Instead of Left-Aligned, Spaced-Out Navigation…
…You could try a series of icons for navigation on the right side of the page, or text navigation strung across the top of the page. Maybe even try a navigation bar that scrolls along with the user as they move down the page, especially if you have long pages. You still want to make sure your navigation is very easy to find and use, but making it neater and more tightly-organized can only help the process.
Instead of Blue, Gray, or Black Layout Colors…
…Try other colors, possibly used alongside blue, gray, or black to make it a little less jarring. A dark burgundy could give subtle punch to an otherwise gray layout; a bright splash of pale yellow or green could liven up a black layout.
And if you really want to break out of the color cliche, try “strange” color combinations; recently on my main domain and its subsites, I’ve tried combinations like navy and peach, deep red and bright periwinkle blue, pale green and deep purple, etc., with success. (It all hinges on how much or how little you use each color; using a bright or vibrant color is great for drawing attention to new or featured content, for instance, but it’s not great for dousing the whole layout.)
Instead of a Huge Empty Header or Footer…

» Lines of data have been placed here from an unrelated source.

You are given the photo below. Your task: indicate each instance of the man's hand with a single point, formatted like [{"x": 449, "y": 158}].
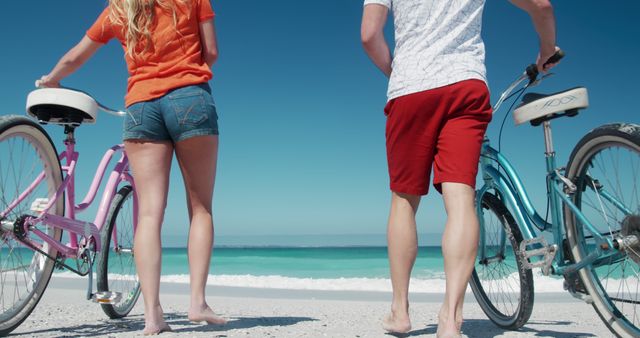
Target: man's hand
[{"x": 46, "y": 81}]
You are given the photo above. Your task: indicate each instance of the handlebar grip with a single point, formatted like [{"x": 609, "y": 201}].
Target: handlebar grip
[
  {"x": 532, "y": 69},
  {"x": 557, "y": 56}
]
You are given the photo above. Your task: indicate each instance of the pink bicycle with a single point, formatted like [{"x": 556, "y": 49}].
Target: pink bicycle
[{"x": 37, "y": 203}]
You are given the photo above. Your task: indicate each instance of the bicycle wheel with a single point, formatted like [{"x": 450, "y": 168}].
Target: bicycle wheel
[
  {"x": 26, "y": 153},
  {"x": 500, "y": 283},
  {"x": 117, "y": 269},
  {"x": 608, "y": 160}
]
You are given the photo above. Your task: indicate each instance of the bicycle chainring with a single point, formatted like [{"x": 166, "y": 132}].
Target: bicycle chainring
[
  {"x": 86, "y": 256},
  {"x": 631, "y": 227}
]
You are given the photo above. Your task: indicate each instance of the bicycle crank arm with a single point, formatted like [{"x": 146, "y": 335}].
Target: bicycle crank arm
[
  {"x": 106, "y": 297},
  {"x": 545, "y": 252}
]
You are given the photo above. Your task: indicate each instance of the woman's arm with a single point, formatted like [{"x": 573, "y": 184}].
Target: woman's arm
[
  {"x": 209, "y": 42},
  {"x": 70, "y": 62}
]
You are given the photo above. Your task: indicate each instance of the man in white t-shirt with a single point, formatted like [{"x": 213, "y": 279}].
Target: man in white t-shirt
[{"x": 437, "y": 114}]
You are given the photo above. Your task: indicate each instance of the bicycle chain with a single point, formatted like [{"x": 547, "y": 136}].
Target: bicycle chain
[{"x": 61, "y": 263}]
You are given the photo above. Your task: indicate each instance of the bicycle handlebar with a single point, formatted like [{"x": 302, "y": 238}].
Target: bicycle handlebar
[
  {"x": 531, "y": 73},
  {"x": 532, "y": 70},
  {"x": 100, "y": 105}
]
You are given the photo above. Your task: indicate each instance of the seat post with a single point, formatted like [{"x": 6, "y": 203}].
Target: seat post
[{"x": 548, "y": 139}]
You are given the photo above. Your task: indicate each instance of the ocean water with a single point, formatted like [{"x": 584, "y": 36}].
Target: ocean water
[
  {"x": 359, "y": 268},
  {"x": 349, "y": 268}
]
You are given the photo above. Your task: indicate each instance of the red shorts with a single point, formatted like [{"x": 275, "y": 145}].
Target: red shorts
[{"x": 443, "y": 128}]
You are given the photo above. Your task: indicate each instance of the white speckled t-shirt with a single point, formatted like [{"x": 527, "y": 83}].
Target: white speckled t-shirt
[{"x": 438, "y": 43}]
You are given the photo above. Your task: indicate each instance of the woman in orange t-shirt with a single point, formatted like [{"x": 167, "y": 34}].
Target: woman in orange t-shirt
[{"x": 170, "y": 46}]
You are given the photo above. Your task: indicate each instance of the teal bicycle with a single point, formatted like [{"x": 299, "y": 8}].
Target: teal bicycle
[{"x": 590, "y": 234}]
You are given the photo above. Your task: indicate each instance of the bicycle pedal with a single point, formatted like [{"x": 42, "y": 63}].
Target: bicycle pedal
[
  {"x": 574, "y": 286},
  {"x": 39, "y": 204},
  {"x": 106, "y": 297},
  {"x": 541, "y": 250}
]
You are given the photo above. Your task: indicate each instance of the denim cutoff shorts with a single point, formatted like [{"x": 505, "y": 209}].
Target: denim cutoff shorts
[{"x": 178, "y": 115}]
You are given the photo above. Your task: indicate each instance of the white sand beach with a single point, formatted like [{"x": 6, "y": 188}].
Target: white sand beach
[{"x": 252, "y": 312}]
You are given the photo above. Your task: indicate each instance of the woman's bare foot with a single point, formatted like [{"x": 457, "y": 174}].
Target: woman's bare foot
[
  {"x": 395, "y": 323},
  {"x": 449, "y": 328},
  {"x": 154, "y": 322},
  {"x": 205, "y": 314}
]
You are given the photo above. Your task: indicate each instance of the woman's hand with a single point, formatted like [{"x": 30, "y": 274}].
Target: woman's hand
[{"x": 71, "y": 61}]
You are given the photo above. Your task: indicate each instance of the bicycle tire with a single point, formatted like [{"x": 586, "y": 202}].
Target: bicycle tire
[
  {"x": 583, "y": 166},
  {"x": 108, "y": 278},
  {"x": 483, "y": 279},
  {"x": 36, "y": 142}
]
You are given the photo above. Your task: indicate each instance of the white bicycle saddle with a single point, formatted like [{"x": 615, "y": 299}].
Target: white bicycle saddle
[
  {"x": 538, "y": 108},
  {"x": 62, "y": 106}
]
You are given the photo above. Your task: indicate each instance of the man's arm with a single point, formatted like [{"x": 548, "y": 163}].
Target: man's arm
[
  {"x": 374, "y": 18},
  {"x": 541, "y": 13}
]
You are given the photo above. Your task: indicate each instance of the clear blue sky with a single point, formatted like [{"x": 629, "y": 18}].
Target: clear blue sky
[{"x": 300, "y": 105}]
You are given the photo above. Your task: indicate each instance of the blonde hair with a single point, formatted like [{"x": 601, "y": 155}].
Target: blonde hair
[{"x": 135, "y": 17}]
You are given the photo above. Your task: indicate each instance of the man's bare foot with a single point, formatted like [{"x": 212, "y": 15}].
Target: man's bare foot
[
  {"x": 154, "y": 321},
  {"x": 205, "y": 314},
  {"x": 396, "y": 323},
  {"x": 152, "y": 330}
]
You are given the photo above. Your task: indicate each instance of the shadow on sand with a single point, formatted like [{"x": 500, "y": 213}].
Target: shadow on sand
[
  {"x": 484, "y": 328},
  {"x": 135, "y": 325}
]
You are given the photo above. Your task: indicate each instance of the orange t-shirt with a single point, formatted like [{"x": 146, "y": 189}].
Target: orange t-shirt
[{"x": 174, "y": 60}]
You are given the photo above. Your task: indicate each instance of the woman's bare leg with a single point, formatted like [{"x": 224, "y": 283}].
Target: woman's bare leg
[
  {"x": 197, "y": 157},
  {"x": 459, "y": 248},
  {"x": 151, "y": 164}
]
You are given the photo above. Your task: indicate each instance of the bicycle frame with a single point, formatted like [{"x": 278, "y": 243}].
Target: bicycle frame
[
  {"x": 509, "y": 185},
  {"x": 68, "y": 222}
]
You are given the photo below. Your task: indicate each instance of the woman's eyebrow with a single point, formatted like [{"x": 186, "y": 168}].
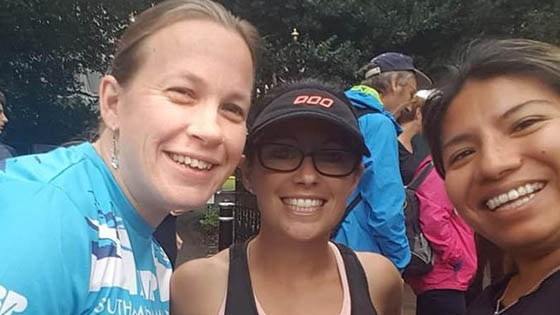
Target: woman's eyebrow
[{"x": 520, "y": 106}]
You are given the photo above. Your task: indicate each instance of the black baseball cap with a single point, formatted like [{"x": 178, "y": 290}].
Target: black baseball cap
[
  {"x": 392, "y": 61},
  {"x": 310, "y": 103}
]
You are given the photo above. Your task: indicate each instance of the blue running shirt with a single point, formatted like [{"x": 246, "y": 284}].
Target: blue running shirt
[{"x": 71, "y": 243}]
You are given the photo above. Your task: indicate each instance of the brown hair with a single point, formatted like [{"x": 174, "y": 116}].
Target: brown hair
[
  {"x": 128, "y": 57},
  {"x": 485, "y": 59},
  {"x": 382, "y": 82}
]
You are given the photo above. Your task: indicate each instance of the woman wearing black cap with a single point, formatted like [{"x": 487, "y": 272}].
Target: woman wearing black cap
[{"x": 302, "y": 162}]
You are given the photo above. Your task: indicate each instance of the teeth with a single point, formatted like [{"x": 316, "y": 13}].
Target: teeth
[
  {"x": 301, "y": 203},
  {"x": 519, "y": 195},
  {"x": 191, "y": 162}
]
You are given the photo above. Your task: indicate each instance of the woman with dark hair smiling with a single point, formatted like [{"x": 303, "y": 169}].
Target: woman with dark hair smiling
[
  {"x": 303, "y": 160},
  {"x": 493, "y": 132},
  {"x": 76, "y": 223}
]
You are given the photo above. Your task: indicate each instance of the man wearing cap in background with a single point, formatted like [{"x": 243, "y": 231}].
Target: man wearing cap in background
[
  {"x": 375, "y": 219},
  {"x": 5, "y": 152}
]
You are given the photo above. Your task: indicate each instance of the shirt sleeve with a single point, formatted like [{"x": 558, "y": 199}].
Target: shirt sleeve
[
  {"x": 44, "y": 266},
  {"x": 435, "y": 220},
  {"x": 382, "y": 189}
]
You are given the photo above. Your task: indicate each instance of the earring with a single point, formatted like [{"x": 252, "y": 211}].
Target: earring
[{"x": 114, "y": 151}]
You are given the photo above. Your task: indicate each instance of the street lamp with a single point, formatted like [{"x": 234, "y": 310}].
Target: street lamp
[{"x": 295, "y": 34}]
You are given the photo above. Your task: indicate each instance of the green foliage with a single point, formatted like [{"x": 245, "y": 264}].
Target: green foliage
[
  {"x": 210, "y": 220},
  {"x": 46, "y": 43}
]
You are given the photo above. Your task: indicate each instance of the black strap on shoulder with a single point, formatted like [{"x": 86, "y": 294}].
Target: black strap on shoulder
[
  {"x": 418, "y": 179},
  {"x": 357, "y": 282},
  {"x": 240, "y": 299}
]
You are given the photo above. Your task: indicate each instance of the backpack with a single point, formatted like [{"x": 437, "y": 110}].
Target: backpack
[{"x": 422, "y": 256}]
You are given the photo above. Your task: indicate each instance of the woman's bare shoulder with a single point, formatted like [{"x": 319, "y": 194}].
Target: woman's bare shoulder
[
  {"x": 198, "y": 286},
  {"x": 384, "y": 282}
]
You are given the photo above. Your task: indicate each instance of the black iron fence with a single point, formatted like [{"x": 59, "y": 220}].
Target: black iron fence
[{"x": 239, "y": 215}]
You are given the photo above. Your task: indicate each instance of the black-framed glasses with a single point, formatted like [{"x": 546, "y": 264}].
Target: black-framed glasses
[{"x": 287, "y": 158}]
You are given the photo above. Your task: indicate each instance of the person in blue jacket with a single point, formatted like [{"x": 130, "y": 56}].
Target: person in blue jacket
[
  {"x": 375, "y": 221},
  {"x": 76, "y": 223}
]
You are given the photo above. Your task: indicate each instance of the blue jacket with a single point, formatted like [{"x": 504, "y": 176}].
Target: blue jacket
[{"x": 376, "y": 223}]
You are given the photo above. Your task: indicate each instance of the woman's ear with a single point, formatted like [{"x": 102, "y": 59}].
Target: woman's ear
[
  {"x": 245, "y": 174},
  {"x": 418, "y": 114},
  {"x": 109, "y": 96}
]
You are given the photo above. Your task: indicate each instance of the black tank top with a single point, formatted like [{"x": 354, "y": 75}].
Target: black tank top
[{"x": 240, "y": 298}]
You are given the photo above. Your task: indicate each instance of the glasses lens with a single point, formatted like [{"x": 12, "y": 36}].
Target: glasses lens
[
  {"x": 335, "y": 162},
  {"x": 280, "y": 157}
]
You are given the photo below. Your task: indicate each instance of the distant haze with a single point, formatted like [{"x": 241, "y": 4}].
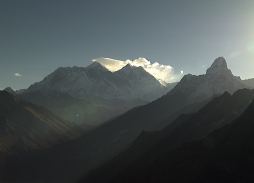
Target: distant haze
[
  {"x": 37, "y": 37},
  {"x": 159, "y": 71}
]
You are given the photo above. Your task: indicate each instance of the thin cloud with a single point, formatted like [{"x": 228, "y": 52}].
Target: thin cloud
[
  {"x": 17, "y": 74},
  {"x": 159, "y": 71}
]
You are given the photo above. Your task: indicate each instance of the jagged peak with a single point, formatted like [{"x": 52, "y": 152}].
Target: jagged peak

…Make your header or footer retractable (with jQuery or a similar language), where the user can “fold” it up out of the way with a click when they don’t need to view it. Or you can use your header as an advertising space for your most accessed/favorited content, and your footer as ad space for other webmasters’ sites. Anything that uses that space as a content holder rather than dead space!
Instead of a Gradient Background Image…
…Check out what kinds of subtle, site-branding patterns you can use instead. You don’t have to have an animated GIF background image (God forbid!); you can try a small tiling symbol that represents your site, done in subtle shades that blend nicely with your overall layout’s colors. (For instance, for my main domain, I could use the stylized sun icon as a small tiling image in a slightly deeper or lighter shade of burgundy than the background color, adding a little design texture but not too much.)
Summary
Safe and familiar designs don’t have to trap us, as designers; sometimes, we just have to be willing to step outside our design “box,” just a little, changing the cliche just enough. Even the tiniest of changes can get our design Muses going again!